14. A method for administering the formulation of claim 13 for use in an animal or plant as a contrast agent wherein the encapsulated chelate dendritic polymer is administered by injection, tablet, ampoule, powder, liquid or intravenous to the animal or plant.

15. An encapsulated ligand dendritic polymer.

16. The encapsulated ligand dendritic polymer of claim 15 wherein the ligand is selected from linear organic acids, macrocyclics, macrocyclic derivatives, kryptates, phosphines, thioalkyl, ethers, carboxylates, thioureas, phosphonic acids, methylenephosphonic acids, sulfonic acids, and macrocyclic polypeptides.

17. The encapsulated ligand dendritic polymer of claim 16 wherein the ligand is diethylenetriaminepentaacetic acid (DTPA), nitrilotriacetic acid (NTA), ethylenediaminetetraacetic acid (EDTA), hydroxyethylethylenediaminetriacetic acid (HEDTA), trans-1,2-diaminocyclohexanetetraacetic acid (CDTA), 1,4,7,10-tetraazacyclo-dodecane-1,4,7-triacetic acid (DO3A), or 1,4,7,10-tetraazacyclododecanetetraacetic acid (DOTA), 1,4,7,10-tetraazacyclo-dodecane-1,4,7-triacetic acid (DO3A), 2-(p-isothiocyanatobenzyl)-6-methyl-diethylenetriaminepentaacetic acid (IB4M), hydroxypyridinone (HOPO) or TREN-1-methyl-3,2-hydroxypyridinone.
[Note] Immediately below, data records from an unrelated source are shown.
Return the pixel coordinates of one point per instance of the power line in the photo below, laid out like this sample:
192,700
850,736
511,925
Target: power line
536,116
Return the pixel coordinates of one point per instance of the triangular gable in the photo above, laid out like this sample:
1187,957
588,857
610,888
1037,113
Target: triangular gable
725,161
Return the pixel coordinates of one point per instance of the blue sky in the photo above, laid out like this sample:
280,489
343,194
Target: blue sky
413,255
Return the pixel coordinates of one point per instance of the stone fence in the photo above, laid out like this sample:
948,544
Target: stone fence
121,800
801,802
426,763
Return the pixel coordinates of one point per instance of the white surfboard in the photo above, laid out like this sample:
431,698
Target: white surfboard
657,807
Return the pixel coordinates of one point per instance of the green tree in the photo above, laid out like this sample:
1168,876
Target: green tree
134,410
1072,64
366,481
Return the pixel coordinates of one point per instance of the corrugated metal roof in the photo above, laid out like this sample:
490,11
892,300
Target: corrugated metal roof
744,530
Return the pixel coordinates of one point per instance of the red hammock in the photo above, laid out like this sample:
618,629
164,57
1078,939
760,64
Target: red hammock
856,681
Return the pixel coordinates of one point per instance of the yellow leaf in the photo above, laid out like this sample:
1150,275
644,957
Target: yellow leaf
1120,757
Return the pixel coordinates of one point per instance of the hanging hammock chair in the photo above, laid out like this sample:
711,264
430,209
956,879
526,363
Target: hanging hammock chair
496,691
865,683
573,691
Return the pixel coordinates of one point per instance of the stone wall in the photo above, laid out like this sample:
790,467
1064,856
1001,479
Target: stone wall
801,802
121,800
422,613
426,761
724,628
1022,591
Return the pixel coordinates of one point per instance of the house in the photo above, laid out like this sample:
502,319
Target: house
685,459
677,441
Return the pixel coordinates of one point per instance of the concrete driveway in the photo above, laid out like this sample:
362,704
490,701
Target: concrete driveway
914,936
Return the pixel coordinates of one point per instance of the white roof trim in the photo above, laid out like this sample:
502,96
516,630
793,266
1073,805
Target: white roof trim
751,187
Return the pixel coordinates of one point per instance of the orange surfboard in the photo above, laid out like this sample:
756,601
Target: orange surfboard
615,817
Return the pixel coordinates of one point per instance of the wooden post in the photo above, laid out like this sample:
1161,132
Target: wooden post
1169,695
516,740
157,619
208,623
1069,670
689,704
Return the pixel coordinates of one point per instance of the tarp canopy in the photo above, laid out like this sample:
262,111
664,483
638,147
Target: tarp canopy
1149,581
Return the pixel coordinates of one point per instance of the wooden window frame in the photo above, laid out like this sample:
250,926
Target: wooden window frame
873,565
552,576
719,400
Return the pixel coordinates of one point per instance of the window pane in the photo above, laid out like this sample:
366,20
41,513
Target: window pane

18. The encapsulated ligand of claim 15 or 16 wherein the dendritic polymer is selected from polyamidoamine and poly(propyleneimine) dendrimers.

19. A pharmaceutically acceptable formulation of the encapsulated ligand dendritic polymer of claim 15 with at least one pharmaceutically acceptable diluent, excipient or carrier present.

20. A method for administering the formulation of claim 15 for use in an animal or plant as a scavenger agent or for chelant therapy wherein the encapsulated ligand dendritic polymer is administered by injection, tablet, ampoule, powder, liquid or intravenous to the animal or plant.